Capitalist countries have avoided Marx’s epidemic of overproduction because they have come to recognize that workers are also consumers.

To the extent that capitalist countries even avoid overproduction it is when they have ceased to produce industrially and have come to rely extensively on imperialism. But of course, the business cycle continues with massive bubbles and troughs, with the bubble being massive over-investment of capital in the expectation of profits that doesn't pan out. It's a financialized scheme. The "product" fails to sell because it was a monopoly-seeking scheme where the overproduction was on the level of entire companies all scrambling to become a monopoly on a milquetoast app-based service that could be provided and maintained on a budget of $5 million per year for billions of people. The extra money is just for fighting over "market share". Then these companies crater when the chips fall.

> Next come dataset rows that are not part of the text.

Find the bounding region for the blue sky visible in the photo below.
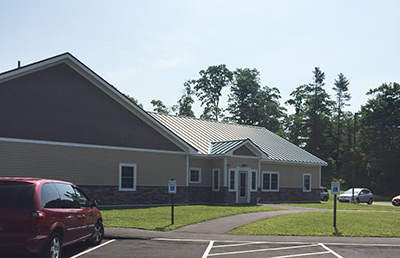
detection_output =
[0,0,400,116]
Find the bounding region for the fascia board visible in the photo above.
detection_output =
[229,139,268,159]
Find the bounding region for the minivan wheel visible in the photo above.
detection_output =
[89,221,104,245]
[40,232,62,258]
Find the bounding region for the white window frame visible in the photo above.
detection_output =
[249,170,258,192]
[228,169,237,192]
[261,171,280,192]
[189,168,201,184]
[303,173,312,192]
[212,168,221,192]
[119,163,137,191]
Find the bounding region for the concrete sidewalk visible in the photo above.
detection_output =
[105,204,400,246]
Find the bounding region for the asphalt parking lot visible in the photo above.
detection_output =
[34,236,400,258]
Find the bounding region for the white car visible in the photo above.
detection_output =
[338,188,373,204]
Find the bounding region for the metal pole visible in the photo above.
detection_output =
[333,194,336,229]
[171,194,174,225]
[351,112,357,203]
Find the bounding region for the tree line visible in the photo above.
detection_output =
[127,64,400,195]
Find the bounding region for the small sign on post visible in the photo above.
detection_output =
[168,179,176,225]
[331,182,340,229]
[168,179,176,194]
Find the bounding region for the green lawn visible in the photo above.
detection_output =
[282,196,400,212]
[230,211,400,237]
[101,205,279,231]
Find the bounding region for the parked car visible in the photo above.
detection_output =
[338,188,373,204]
[0,177,104,258]
[392,194,400,206]
[319,187,329,202]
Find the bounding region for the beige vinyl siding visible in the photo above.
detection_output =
[261,162,320,188]
[189,158,212,187]
[228,158,259,170]
[189,157,224,187]
[0,141,186,186]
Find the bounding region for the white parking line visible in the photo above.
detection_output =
[208,244,322,256]
[202,241,214,258]
[319,243,343,258]
[70,239,115,258]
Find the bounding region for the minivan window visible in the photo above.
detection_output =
[0,182,35,209]
[55,183,80,209]
[42,183,62,208]
[74,187,90,207]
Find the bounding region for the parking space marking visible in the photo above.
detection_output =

Of course, even in rich imperialist countries, overproduction happens constantly. Food rots in dumpsters and fields. This loss is partially absorbed through subsidies funded by imperialism, by the petrodollar's ability to let the US print money, by the state absorbing the hit through ill-gotten gains and (in theory) putting a stop to it faster than the market would.

The poor capitalist countries do not have this option, they are the exploited, not the imperialists. They face constant classic overproduction problems and shortages, particularly when producing for export. They are entirely beholden to sanctions, tariff regimes, shifting currents. Food, oil, textiles, toys, basic electronics. They make huge quantities expecting a sale to imperialists. What happens if the imperialists renege? Firings, of course, and the 100,000 Superbowl 57 t shirts are sold to the poor of other imperialized countries and burned.

These governments have let wages rise to drive up demand.

This author is about 60 years out of date on how capitalist countries operate. Real wages have been decreasing.

Anyways, this article seems to be about transiting China to more domestic consumption, which is a good idea. But if you do it based on false faux-left framings praising imperialists, you will either fail or end up advocating for China to itself become imperialist. And look like an absolute loser stuck-up in the process.